The following is a natural question: How diverse are the augmented graphs compared to the starting ones? Clearly, one needs certain diversity in the augmented set for the applications in artificial intelligence since simply repeating the starting graph several times is useless. However, as in the Gaussian blurring, where the blurred images are very similar to the original ones, here we can also find a similar situation: the Newtonian-blurred graphs are also similar to the starting one.

For a distance measure, we apply Jaccard-distance for the edges E(G) of graphs G:

\begin{aligned} J(G_1,G_2)={{|(E(G_1)\cup E(G_2))-(E(G_1)\cap E(G_2))|}\over |E(G_1)\cup E(G_2)|}, \end{aligned}

where |A| denotes the number of elements of set A. The Jaccard distance of any two graphs is a non-negative number between 0 and 1; it describes the fraction of edges in which the graphs differ.

Figure 1 depicts the distribution of the Jaccard-distances of all the pairs formed from the 120 augmented graphs of subjects 101915 and 654350, the two most-similar subjects as measured by Jaccard distance of their (basic averaging strategy) graphs.

We have chosen the most similar graphs in order to show that the augmenting technique not only changes the weights of the edges, but also the edge-sets even in the augmented versions of the two most similar graphs.
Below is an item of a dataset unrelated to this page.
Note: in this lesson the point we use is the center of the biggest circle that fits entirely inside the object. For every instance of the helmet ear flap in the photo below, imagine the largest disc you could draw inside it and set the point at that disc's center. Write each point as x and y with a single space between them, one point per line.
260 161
The same finding from more different graphs would be less striking.

From the 120 + 120 = 240 graphs, we can form $${240\atopwithdelims ()2} = 28,680$$ pairs. The pairs are partitioned into three classes in Fig. 1:

• Red class both members of the pair belong to subject 101915.

• Blue class both members of the pair belong to subject 654350.

• Green class one member belong to subject 101915, the other to 654350.

On the x-axis, the Jaccard distance is given; on the y-axis, the count of the pairs of graphs with the given Jaccard-distance (it is a histogram).

In the figure, one can observe that the red, blue, and green classes form Gaussian distributions. Additionally, the expectation of the fraction of the different edges within the 120 graphs of the same origins are a little larger than 0.02, while the expectation of the Jaccard distance in the green class is more than 0.14, i.e., at least 14% of the edges differ.

Therefore, typically, more than 2% of the edges differ in the graphs of the same subject and in more than 14% in graphs of different subjects.

### An application example with support vector machines

Here we concisely describe an application of our augmented dataset for training and testing linear Support Vector Machines (SVM)33, on a simple classification task of braingraphs.

A typical use of data augmentation is preventing the overfitting in the training of AI tools. Here we demonstrate an application of our augmented braingraph set in this aspect.

In the SVM classification, we have k elements from the n-dimensional real space, denoted by $$x_1,x_2,\ldots ,x_k$$, and k labels $$y_1,y_2,\ldots ,y_k$$, where for all i $$y_i=1$$ or $$y_i=-\,1$$, corresponding to a binary classification. The goal is finding the n-dimensional hyperspace, which “best” separates the $$x_i$$ points with $$y_i=1$$ from the $$x_j$$ points, where $$y_j=-1$$. The hyperspace is characterized by the equation $$wx+b=0$$, and ideally, the separation is performed by the sign of $$wx+b$$, that is, for all i, $${{\mathrm{sgn}}}(wx_i+b)=y_i$$. From a short computation, the optimal hyperspace is characterized by w and b, satisfying

\begin{aligned} \min _{w,z,b}\left( {1\over 2}w\cdot w + C\sum _{i=1}^kz_i\right) , \end{aligned}
(1)

where $$z_i\ge 0$$ and $$y_i(wx_i-b)\ge 1-z_i$$.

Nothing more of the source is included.